4. There are Two Levels to the Cyber Essentials Scheme
The scheme is designed with small-medium sized businesses in mind, offering a low cost and straightforward way to start their cybersecurity journey, protecting UK businesses from the most common cyber threats. 

To make the scheme more flexible, the are two levels, Cyber Essentials and Cyber Essentials Plus. 

• Cyber Essentials requires the five basic security controls to be assessed and recorded on an IASME provided secure web portal, with a qualified assessor verifies the information provided. This simple self-certification costs around £300. 
• Cyber Essential Plus (CE+) provides a higher level of assurance than the regular Cyber Essentials, so suites business striving to further demonstrate their cybersecurity posture to clients. Some clients may even require CE+ certification for their security assurance via a contractual clause.  The CE+ assessment process requires an external assessor to evidence and verify the five Cyber Essentials controls and requirements. The cost of a CE+ assessment will depend on the size and complexity of your business' IT network.
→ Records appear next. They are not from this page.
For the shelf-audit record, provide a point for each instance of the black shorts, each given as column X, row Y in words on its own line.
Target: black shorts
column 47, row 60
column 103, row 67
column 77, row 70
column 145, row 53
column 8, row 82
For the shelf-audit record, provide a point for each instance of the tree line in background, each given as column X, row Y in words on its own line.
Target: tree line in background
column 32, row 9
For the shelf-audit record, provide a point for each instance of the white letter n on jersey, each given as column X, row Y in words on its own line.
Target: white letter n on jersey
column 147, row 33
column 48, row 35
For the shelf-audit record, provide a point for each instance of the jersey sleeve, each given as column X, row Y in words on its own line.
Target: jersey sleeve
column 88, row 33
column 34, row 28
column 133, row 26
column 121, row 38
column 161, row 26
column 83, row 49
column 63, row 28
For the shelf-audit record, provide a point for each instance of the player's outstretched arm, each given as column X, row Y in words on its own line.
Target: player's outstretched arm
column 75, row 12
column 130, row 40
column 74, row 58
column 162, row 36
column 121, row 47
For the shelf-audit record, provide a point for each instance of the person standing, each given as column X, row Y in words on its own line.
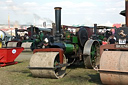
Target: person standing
column 112, row 40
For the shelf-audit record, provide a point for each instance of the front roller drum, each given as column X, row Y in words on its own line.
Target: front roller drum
column 46, row 63
column 114, row 67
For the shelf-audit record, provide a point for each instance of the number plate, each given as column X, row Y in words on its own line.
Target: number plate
column 122, row 41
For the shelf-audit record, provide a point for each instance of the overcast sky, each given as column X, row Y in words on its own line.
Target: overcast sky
column 88, row 12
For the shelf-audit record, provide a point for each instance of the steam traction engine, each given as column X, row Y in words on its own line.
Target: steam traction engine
column 62, row 48
column 114, row 62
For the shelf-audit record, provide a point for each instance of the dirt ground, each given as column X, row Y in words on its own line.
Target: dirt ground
column 19, row 74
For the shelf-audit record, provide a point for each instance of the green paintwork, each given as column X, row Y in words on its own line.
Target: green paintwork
column 69, row 48
column 41, row 36
column 93, row 52
column 68, row 36
column 74, row 39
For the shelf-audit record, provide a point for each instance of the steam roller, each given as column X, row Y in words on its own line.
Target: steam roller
column 29, row 38
column 67, row 45
column 4, row 37
column 113, row 63
column 49, row 64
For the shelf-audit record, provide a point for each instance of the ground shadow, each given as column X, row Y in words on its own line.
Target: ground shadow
column 95, row 78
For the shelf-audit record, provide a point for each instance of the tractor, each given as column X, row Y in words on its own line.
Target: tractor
column 65, row 46
column 29, row 38
column 114, row 57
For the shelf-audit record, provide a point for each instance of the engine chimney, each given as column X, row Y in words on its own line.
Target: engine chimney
column 126, row 12
column 58, row 19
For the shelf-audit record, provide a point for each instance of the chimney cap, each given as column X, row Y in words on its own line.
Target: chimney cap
column 57, row 8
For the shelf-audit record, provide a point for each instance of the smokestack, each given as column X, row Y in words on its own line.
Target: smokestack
column 32, row 29
column 95, row 29
column 126, row 12
column 58, row 19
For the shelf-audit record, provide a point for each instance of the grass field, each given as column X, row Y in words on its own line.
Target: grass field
column 19, row 74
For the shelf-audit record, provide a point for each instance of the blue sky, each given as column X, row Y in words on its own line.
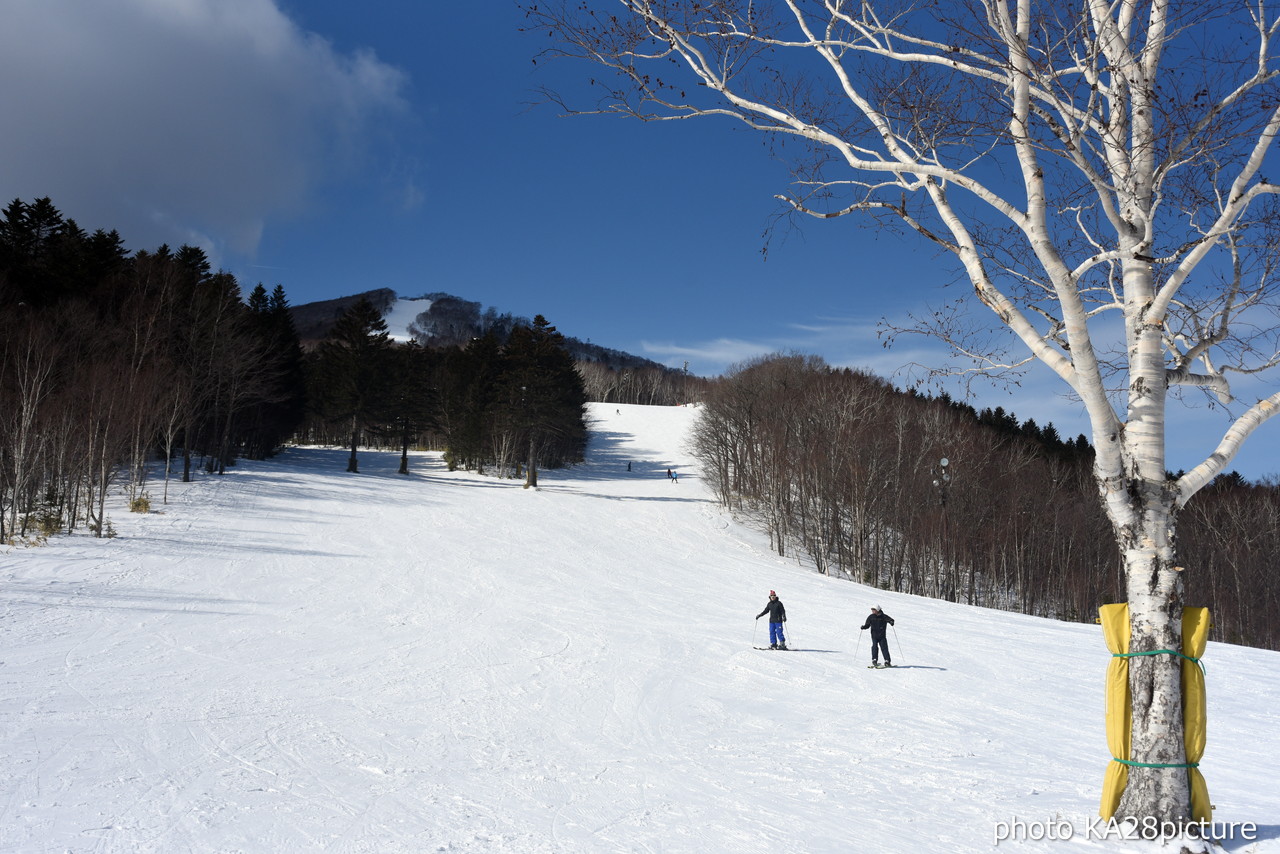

5. Cyber Essentials has to be Renewed every 12 months
Cyber Essentials certifications must be renewed every year, to demonstrate the business is still aligned with the standard requirements. However, despite certification requiring passing a point-in-time security assessment, it is important that the cyber essentials security requirements are continually met. This is comparable to taking in your car for an MOT, your car may be deemed road-safe on the day it passed all the MOT checks, but if the car becomes no longer road worthy a couple of weeks later, then the MOT certificate provides no protection for your car being both safe and legal to use on UK roads. Therefore, with Cyber Essentials, you must constantly verify compliance with the security requirements outside of the annual certification process, else your business will not benefit from the protection the security controls provides.

6. Achieving Cyber Essentials is Often Quick
Too many businesses put cybersecurity on the backburner because they lack the understanding and the time to properly assess their cyber controls and risks.  Achieving Cyber Essentials certification does not take weeks to complete. The Cyber Essentials assessment approach provides guidance to help identify and remediate any security shortcomings found, so you can ultimately obtain a Cyber Essentials state of operation and certification which can be used to prove your business compliance with the scheme to others parties.

Of course, the time to complete a Cyber Essentials certification will depend on the extent of the remediation work required, however, you do not need to be a security expert to fix the typical issues, as expert security guidance is provided through the online assessment process. Some businesses without security issues have managed to complete a Cyber Essentials assessment and then receive their IASME Cyber Essentials certification within 24 hours.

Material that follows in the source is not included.